Processes are easily schematized and rationalized by consolidation.

What is net.syntags?


I'm editing this page manually, almost in realtime. I mentioned in the coffee break that I was having trouble keeping it well-formed. I don't want the DTD to force me to fill in end-tags and such before I'm ready; but it would be nice if BBEdit (or another editor) gave me a little icon somewhere that indicated the current status of the document, perhaps a green check mark for well-formed, a red X for malformed.


Bruce Rosenblum (co-author Irina Golfman) is giving the final regular session on "Automated quality assurance for heuristic-based XML creation systems." Schemas aren't enough. Validity isn't enough. By show of hands, the vast majority of the authors at this conference used hand editing in emacs or equivalent to write their papers. He's looking at heuristic based, pattern based, and manual conversion from existing documents. In these cases we need quality assurance beyond simply validating against a DTD or a schema.

Some techniques like color coding help manual proofing a lot. But they want more automated checking. They want to run a test suite across the output of an automatic conversion. So far the techniques seem pretty obvious. This is nothing anybody accustomed to running automated test suites on software doesn't already know. They're just testing that their software that converts existing data to XML runs properly. Maybe this is news to some XML-developers (though I doubt it) but anybody doing extreme programming already knows this. Their test suite takes in the ballpark of 8-10 hours to run so they do overnight testing rather than continuous testing.


As is tradition, Michael Sperberg-McQueen delivers the closing keynote. The nominal title is "Runways, product differentiation, snap-together joints, airplane glue, and switches that really switch." The question is "Does XML have a model? A supermodel? Does it matter?"

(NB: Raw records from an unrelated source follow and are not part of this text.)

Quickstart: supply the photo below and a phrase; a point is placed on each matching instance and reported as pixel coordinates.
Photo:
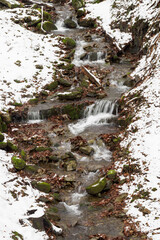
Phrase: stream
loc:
(79, 218)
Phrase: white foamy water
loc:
(101, 153)
(96, 114)
(34, 117)
(76, 197)
(72, 209)
(88, 60)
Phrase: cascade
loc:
(101, 112)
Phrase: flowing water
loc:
(79, 218)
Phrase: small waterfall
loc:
(101, 112)
(34, 116)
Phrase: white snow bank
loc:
(144, 145)
(20, 53)
(103, 11)
(16, 198)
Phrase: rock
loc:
(70, 95)
(10, 3)
(52, 214)
(23, 155)
(31, 169)
(51, 86)
(41, 186)
(121, 198)
(18, 163)
(3, 145)
(42, 149)
(69, 23)
(64, 82)
(108, 185)
(112, 174)
(78, 4)
(81, 13)
(96, 187)
(1, 137)
(129, 83)
(71, 166)
(69, 43)
(88, 22)
(87, 150)
(11, 146)
(48, 26)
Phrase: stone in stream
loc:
(1, 137)
(69, 42)
(78, 4)
(69, 23)
(41, 186)
(10, 3)
(96, 187)
(18, 163)
(112, 174)
(86, 150)
(64, 82)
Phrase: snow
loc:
(103, 11)
(11, 209)
(22, 50)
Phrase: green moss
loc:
(31, 169)
(72, 111)
(11, 146)
(69, 42)
(18, 163)
(3, 145)
(96, 187)
(42, 149)
(112, 174)
(78, 4)
(23, 155)
(49, 26)
(16, 236)
(42, 186)
(52, 86)
(33, 101)
(1, 137)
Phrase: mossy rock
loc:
(18, 163)
(23, 155)
(52, 86)
(87, 150)
(42, 149)
(1, 137)
(69, 23)
(42, 186)
(11, 4)
(81, 13)
(31, 169)
(70, 95)
(64, 82)
(3, 145)
(46, 16)
(33, 101)
(69, 43)
(112, 174)
(88, 22)
(74, 112)
(11, 146)
(96, 187)
(78, 4)
(47, 26)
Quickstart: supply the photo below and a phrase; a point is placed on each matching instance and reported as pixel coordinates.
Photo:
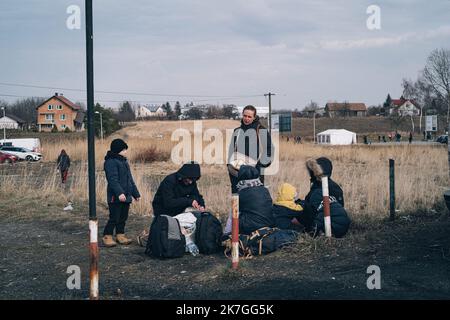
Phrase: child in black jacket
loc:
(120, 193)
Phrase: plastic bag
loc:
(188, 223)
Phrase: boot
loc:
(108, 241)
(121, 239)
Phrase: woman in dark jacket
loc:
(63, 164)
(120, 193)
(179, 191)
(253, 140)
(340, 222)
(255, 203)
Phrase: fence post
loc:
(392, 189)
(326, 207)
(235, 232)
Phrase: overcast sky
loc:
(301, 50)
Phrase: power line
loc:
(131, 101)
(125, 92)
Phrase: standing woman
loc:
(120, 192)
(63, 164)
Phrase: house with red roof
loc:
(404, 107)
(60, 113)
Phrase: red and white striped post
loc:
(93, 251)
(326, 207)
(235, 232)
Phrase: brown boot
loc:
(108, 241)
(121, 239)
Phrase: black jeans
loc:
(118, 215)
(234, 181)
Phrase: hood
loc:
(248, 173)
(286, 197)
(253, 125)
(189, 170)
(318, 168)
(112, 155)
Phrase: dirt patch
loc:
(413, 254)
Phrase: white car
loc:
(21, 153)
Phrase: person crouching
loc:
(290, 213)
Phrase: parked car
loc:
(21, 153)
(442, 139)
(7, 158)
(32, 144)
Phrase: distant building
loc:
(336, 137)
(150, 111)
(59, 112)
(345, 109)
(10, 121)
(404, 107)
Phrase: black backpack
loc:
(165, 239)
(208, 233)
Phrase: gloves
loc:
(192, 248)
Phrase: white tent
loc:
(336, 136)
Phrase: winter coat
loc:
(255, 203)
(241, 142)
(173, 196)
(120, 180)
(63, 162)
(286, 208)
(340, 222)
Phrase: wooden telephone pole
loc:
(269, 118)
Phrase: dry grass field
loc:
(361, 170)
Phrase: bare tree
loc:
(437, 75)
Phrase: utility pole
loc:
(269, 119)
(4, 125)
(93, 222)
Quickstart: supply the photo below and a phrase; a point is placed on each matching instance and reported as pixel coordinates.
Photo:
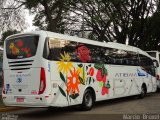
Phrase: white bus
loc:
(156, 55)
(43, 69)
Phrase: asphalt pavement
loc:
(128, 108)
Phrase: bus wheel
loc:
(143, 92)
(88, 100)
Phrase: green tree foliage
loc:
(106, 20)
(50, 14)
(11, 15)
(6, 34)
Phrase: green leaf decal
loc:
(80, 65)
(89, 80)
(103, 72)
(62, 77)
(86, 67)
(106, 72)
(62, 91)
(81, 80)
(74, 96)
(93, 80)
(98, 66)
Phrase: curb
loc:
(7, 109)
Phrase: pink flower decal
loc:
(91, 71)
(29, 55)
(83, 53)
(104, 90)
(100, 77)
(19, 43)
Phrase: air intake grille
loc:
(20, 65)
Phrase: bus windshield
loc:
(153, 54)
(22, 47)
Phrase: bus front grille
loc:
(20, 65)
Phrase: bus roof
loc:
(84, 40)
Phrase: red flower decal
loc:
(91, 71)
(100, 77)
(83, 53)
(19, 43)
(29, 55)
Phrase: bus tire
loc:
(143, 91)
(88, 100)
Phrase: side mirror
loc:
(155, 62)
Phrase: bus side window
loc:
(147, 64)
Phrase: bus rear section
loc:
(156, 55)
(24, 79)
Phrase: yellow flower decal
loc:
(65, 57)
(11, 46)
(82, 74)
(63, 66)
(73, 82)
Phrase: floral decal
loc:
(73, 82)
(102, 78)
(18, 48)
(64, 65)
(83, 53)
(81, 74)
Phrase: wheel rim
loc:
(88, 100)
(142, 91)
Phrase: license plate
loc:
(20, 99)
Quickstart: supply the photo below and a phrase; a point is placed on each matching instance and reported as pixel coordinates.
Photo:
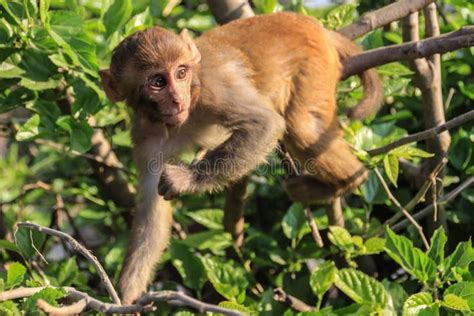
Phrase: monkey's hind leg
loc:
(329, 169)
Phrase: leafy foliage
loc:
(50, 53)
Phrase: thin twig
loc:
(401, 208)
(462, 38)
(441, 201)
(82, 250)
(434, 193)
(280, 295)
(307, 210)
(382, 16)
(432, 132)
(413, 202)
(143, 304)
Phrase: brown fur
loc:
(259, 81)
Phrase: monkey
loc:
(236, 91)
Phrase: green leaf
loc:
(455, 302)
(412, 259)
(436, 250)
(40, 85)
(397, 294)
(30, 129)
(361, 288)
(420, 304)
(461, 257)
(44, 7)
(228, 279)
(15, 274)
(340, 16)
(9, 308)
(8, 70)
(294, 221)
(464, 290)
(370, 187)
(8, 245)
(50, 295)
(117, 15)
(410, 152)
(390, 163)
(214, 240)
(66, 24)
(24, 237)
(189, 266)
(374, 245)
(340, 237)
(323, 277)
(209, 218)
(80, 133)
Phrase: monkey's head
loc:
(152, 70)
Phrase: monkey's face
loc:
(166, 94)
(152, 70)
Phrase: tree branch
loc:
(227, 10)
(82, 250)
(401, 209)
(429, 133)
(142, 305)
(441, 201)
(462, 38)
(413, 202)
(383, 16)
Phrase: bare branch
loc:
(227, 10)
(280, 295)
(401, 208)
(383, 16)
(441, 201)
(413, 202)
(82, 250)
(432, 132)
(179, 299)
(464, 37)
(143, 304)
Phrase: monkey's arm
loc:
(151, 225)
(255, 130)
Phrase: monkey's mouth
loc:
(174, 119)
(172, 114)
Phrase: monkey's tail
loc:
(373, 89)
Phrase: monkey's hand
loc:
(175, 180)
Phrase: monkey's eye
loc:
(158, 81)
(181, 73)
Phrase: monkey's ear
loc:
(110, 86)
(196, 55)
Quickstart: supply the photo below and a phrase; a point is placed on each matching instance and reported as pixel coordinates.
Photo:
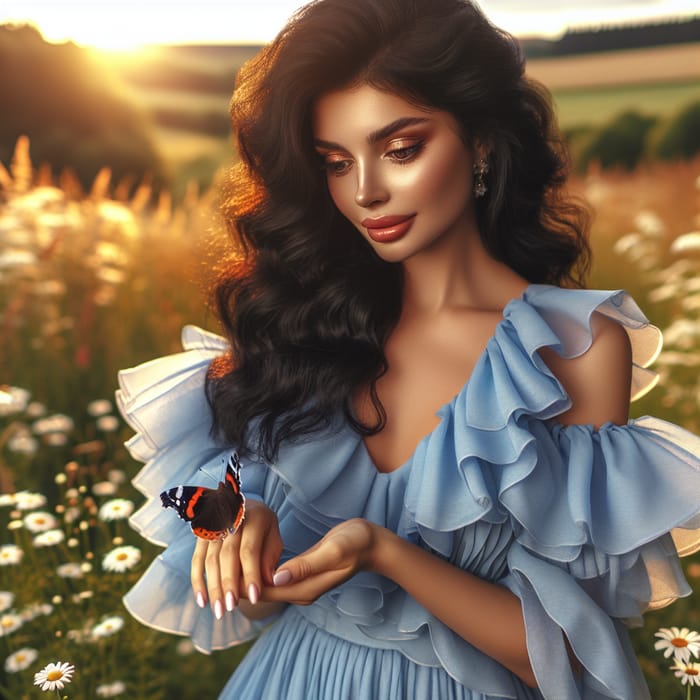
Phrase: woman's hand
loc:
(344, 551)
(239, 565)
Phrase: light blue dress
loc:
(584, 526)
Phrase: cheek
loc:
(342, 194)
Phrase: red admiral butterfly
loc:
(212, 513)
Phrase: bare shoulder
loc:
(598, 382)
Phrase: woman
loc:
(445, 498)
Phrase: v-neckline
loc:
(440, 412)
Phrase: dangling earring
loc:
(481, 168)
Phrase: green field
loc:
(596, 105)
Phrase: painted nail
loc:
(282, 578)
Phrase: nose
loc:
(370, 188)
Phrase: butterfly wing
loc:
(212, 513)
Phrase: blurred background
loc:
(114, 142)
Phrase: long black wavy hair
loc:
(304, 300)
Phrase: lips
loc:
(386, 229)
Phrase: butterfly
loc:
(212, 513)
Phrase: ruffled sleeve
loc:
(596, 519)
(164, 402)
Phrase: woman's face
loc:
(401, 174)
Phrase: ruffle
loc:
(164, 401)
(590, 511)
(498, 488)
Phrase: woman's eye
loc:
(405, 153)
(337, 167)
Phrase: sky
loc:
(132, 23)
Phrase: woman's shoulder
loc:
(597, 344)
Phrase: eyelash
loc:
(401, 156)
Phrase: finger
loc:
(230, 570)
(303, 592)
(250, 555)
(323, 556)
(271, 552)
(212, 567)
(199, 587)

He begins by talking about glottal stops and learning Danish to read secondary literature about Norse sagas. As an English speaker, he couldn't hear glottal stops. He doesn't understand the effort to drop models into XML any more than he could hear glottal stops. He feels like an alien. He doesn't know what people mean by models. He describes various meanings of the word model and decides they don't apply. Model trains, fashion models. One use of the word model is for things that are a simplification or theory of reality, possibly discredited (phlogiston model of fire, Rutherford model of the atom). Something has to be different between a model and the real thing. Useful models are simpler, or more familiar, or easier to calculate with.

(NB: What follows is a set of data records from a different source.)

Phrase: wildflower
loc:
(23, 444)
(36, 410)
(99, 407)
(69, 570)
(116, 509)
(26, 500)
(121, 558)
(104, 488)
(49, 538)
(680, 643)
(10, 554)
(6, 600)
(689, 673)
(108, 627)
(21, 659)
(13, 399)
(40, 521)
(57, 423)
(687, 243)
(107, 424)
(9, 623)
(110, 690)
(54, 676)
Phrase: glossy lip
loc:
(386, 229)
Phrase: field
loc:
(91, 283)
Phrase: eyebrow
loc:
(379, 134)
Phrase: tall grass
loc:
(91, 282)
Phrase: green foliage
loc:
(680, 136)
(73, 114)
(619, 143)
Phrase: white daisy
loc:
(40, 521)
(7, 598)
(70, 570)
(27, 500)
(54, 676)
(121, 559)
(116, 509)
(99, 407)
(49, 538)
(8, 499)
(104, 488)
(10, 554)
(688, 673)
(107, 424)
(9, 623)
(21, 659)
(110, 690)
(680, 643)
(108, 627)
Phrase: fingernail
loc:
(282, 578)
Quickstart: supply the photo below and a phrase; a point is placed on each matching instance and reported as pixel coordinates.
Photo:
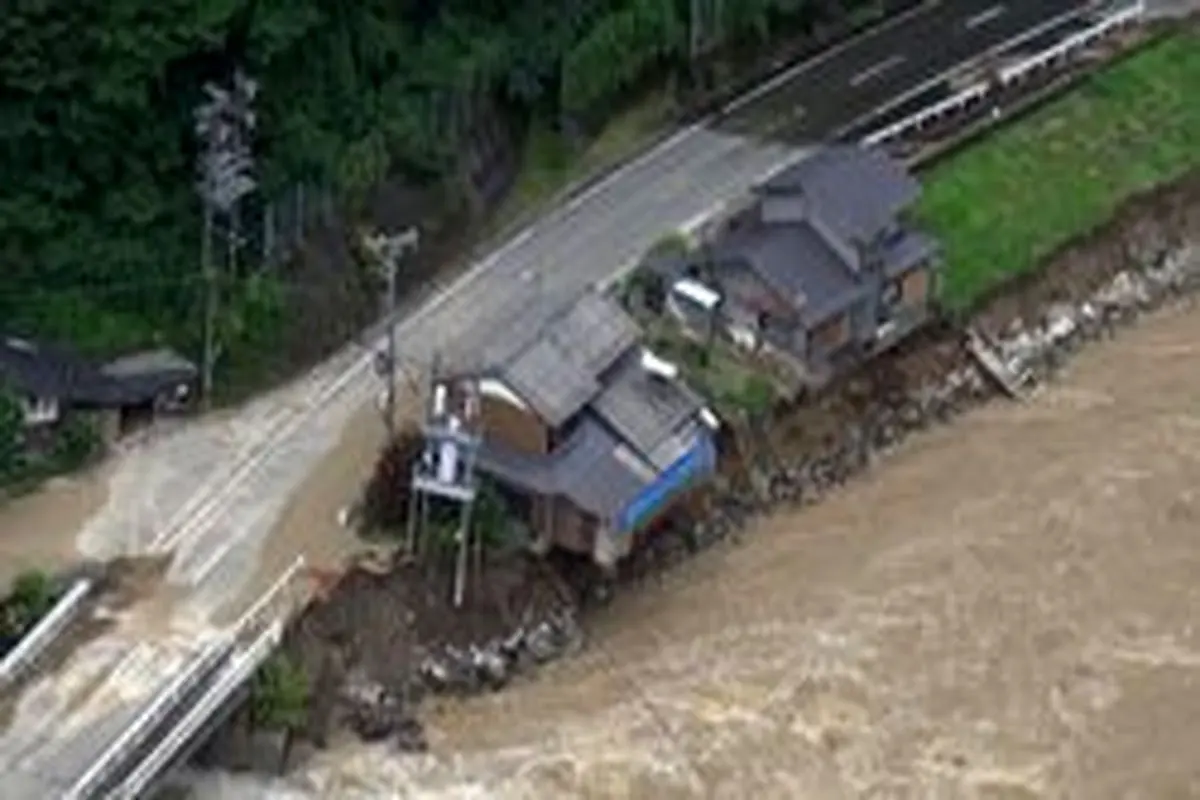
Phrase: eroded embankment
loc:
(1147, 256)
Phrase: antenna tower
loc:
(445, 469)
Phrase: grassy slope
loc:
(1005, 204)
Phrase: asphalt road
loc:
(589, 240)
(259, 461)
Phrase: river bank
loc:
(1003, 609)
(1087, 290)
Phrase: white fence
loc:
(46, 631)
(1011, 74)
(137, 734)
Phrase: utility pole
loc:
(223, 124)
(390, 250)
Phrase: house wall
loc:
(783, 209)
(514, 427)
(915, 287)
(574, 530)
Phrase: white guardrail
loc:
(1013, 73)
(221, 667)
(34, 643)
(137, 734)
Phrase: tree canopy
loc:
(100, 223)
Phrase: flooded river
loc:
(1006, 609)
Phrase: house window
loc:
(892, 294)
(40, 410)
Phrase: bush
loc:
(75, 444)
(33, 596)
(280, 695)
(387, 497)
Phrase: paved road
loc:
(585, 242)
(252, 463)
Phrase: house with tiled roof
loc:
(823, 270)
(595, 433)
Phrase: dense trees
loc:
(99, 218)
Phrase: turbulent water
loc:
(1005, 609)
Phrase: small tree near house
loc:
(11, 428)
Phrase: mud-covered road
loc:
(1005, 609)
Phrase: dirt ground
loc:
(1003, 609)
(1006, 609)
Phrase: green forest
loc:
(100, 221)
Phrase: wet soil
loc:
(1003, 609)
(379, 624)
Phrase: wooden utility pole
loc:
(210, 307)
(390, 250)
(223, 125)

He's suspicious of having a model. He wants different models at different times because not all models capture the same things. To understand the model of SGML you have to understand the difference between a document type declaration and a document type definition. He's bringing up Wilkins and Leibnitz's effort to design a perfect language that does not allow untruthful statements. (Shades of QuickSilver, The Confusion, and Daniel Waterhouse.) But we do not believe there is a perfect universal vocabulary. SQL is too constrained by a single model. Thus, "users of SQL miss XML, but users of XML don't miss SQL." The lack of a single data model is a strength of XML. The models are owned by the users, not by ISO or the W3C. "Go forth and become models."


The conference will take place next year in Montreal, probably in August, probably in the same hotel. Some of the papers seem to be online on the Mulberry Tech website.